Giungla salariale europea, “meglio” dell’Italia anni ’50

Giungla salariale europea, "meglio" dell'Italia anni '50

Se si vuol capire a cosa servono istituzioni che dispongono le politiche economiche, bisogna guardare l’andamento dei salari. E a moneta unica il paragone viene molto più semplice.

E se si vuol capire cosa significhino certe politiche economiche, bisogna leggere cosa scrivono i padroni, o i loro giornalisti.

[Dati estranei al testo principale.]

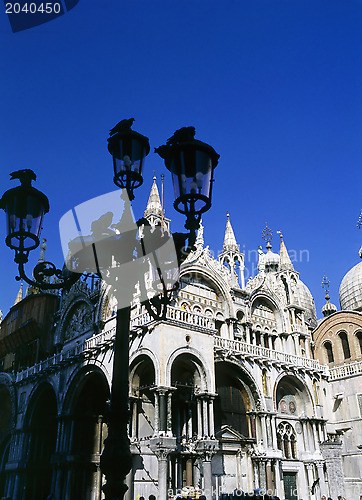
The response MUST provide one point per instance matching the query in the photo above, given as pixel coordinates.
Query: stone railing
(345, 370)
(76, 349)
(300, 329)
(177, 315)
(266, 354)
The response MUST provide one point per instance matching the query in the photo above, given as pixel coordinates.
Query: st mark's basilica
(240, 388)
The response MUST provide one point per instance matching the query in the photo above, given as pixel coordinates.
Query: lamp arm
(42, 273)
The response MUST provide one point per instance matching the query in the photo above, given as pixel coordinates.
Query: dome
(328, 307)
(350, 291)
(307, 302)
(272, 259)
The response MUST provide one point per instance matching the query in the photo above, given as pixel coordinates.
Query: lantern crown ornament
(129, 150)
(25, 207)
(191, 163)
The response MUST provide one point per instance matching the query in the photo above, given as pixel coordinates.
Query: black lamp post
(191, 163)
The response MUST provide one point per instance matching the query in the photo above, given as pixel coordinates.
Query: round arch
(144, 353)
(40, 425)
(8, 405)
(195, 357)
(242, 374)
(291, 395)
(273, 302)
(214, 280)
(78, 378)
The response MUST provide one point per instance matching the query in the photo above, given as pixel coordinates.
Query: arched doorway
(143, 422)
(186, 422)
(6, 422)
(41, 429)
(88, 434)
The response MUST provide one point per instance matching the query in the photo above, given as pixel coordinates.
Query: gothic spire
(200, 236)
(229, 240)
(154, 206)
(19, 297)
(285, 262)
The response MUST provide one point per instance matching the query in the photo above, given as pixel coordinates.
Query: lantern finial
(25, 176)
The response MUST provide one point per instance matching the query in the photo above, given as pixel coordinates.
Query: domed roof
(271, 259)
(350, 291)
(328, 307)
(307, 301)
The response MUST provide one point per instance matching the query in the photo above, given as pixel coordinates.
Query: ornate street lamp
(25, 207)
(129, 150)
(191, 163)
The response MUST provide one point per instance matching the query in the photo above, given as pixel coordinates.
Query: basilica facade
(235, 390)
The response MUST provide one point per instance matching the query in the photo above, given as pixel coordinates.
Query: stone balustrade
(180, 316)
(75, 350)
(266, 354)
(344, 371)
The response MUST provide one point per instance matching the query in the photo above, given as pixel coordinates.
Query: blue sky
(274, 86)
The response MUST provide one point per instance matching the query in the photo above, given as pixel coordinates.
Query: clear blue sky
(274, 86)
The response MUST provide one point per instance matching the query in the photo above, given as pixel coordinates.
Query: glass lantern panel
(24, 221)
(129, 154)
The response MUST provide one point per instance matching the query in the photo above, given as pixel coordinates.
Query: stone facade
(224, 392)
(338, 343)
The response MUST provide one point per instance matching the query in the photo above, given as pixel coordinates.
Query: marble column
(323, 487)
(206, 462)
(205, 417)
(262, 475)
(274, 430)
(310, 477)
(269, 475)
(189, 479)
(199, 418)
(315, 435)
(169, 413)
(211, 416)
(162, 477)
(277, 480)
(263, 430)
(157, 414)
(256, 473)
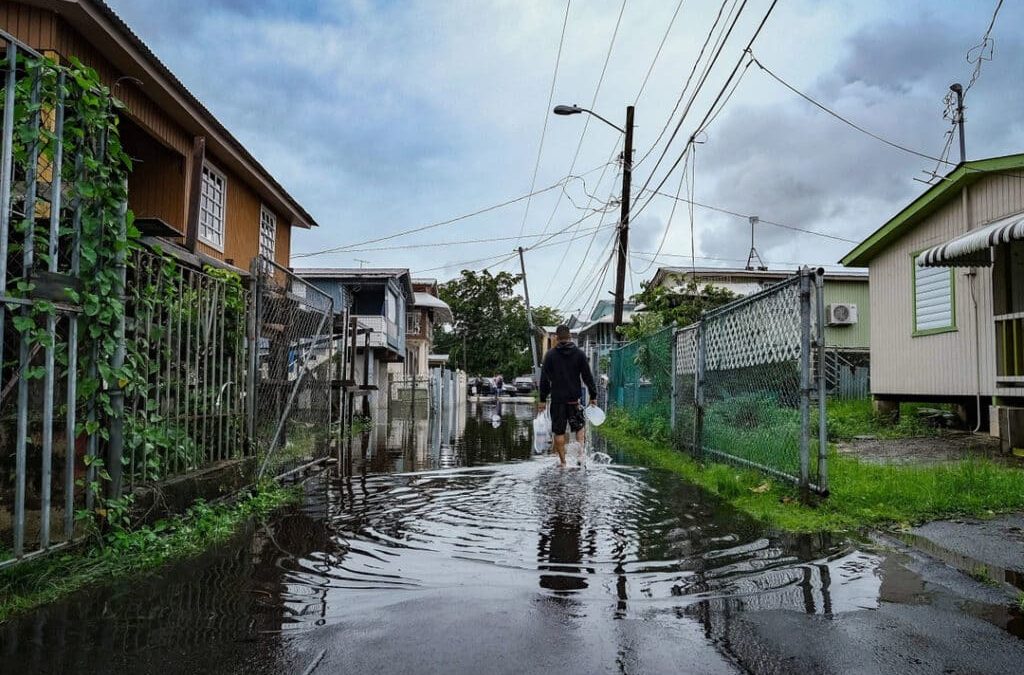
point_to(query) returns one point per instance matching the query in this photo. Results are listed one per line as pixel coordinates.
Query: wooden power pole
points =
(624, 221)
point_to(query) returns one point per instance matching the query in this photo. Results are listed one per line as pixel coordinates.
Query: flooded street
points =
(452, 549)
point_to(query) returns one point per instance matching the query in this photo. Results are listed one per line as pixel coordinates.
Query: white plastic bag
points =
(594, 415)
(542, 432)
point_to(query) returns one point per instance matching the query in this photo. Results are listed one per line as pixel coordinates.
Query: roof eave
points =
(100, 16)
(965, 174)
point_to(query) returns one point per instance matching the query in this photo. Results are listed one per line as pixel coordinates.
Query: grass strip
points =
(123, 553)
(862, 496)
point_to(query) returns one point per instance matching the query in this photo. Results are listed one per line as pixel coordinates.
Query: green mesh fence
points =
(740, 385)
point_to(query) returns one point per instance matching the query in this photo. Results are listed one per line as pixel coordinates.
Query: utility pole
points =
(957, 89)
(624, 221)
(529, 319)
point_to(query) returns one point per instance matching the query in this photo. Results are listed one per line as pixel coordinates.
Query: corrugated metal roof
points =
(974, 248)
(205, 115)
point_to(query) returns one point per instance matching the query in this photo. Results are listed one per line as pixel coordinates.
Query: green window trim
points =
(951, 328)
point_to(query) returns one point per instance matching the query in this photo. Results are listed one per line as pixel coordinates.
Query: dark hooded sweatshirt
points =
(564, 369)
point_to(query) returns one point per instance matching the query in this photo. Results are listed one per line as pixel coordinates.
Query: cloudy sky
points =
(381, 117)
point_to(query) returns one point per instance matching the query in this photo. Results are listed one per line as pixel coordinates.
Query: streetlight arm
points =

Eurostat, oggi, ha reso noti i dati relativi ai salari del, Vecchio Continente, paese per paese e distinguendo tra “costo del lavoro” (salario netto più tasse e contributi previdenziari) e salario in tasca di dipendenti. Ne viene fuori in quadro che spiega molto delle “delocalizzazioni” infraeuropee (Bulgaria e Romania sono ormai molto più convenienti della Cina, rispettivamente con 3,8 e 4,6 euro l’ora, mentre Danimarca e Germania superano o sfiorano i 40), ma anche molto delle “prescrizioni” della Troika in materia di tagli alla spesa sociale, eliminazione delle tutele del lavoro dipendente, contratti precari, in una parola “l’austerità”.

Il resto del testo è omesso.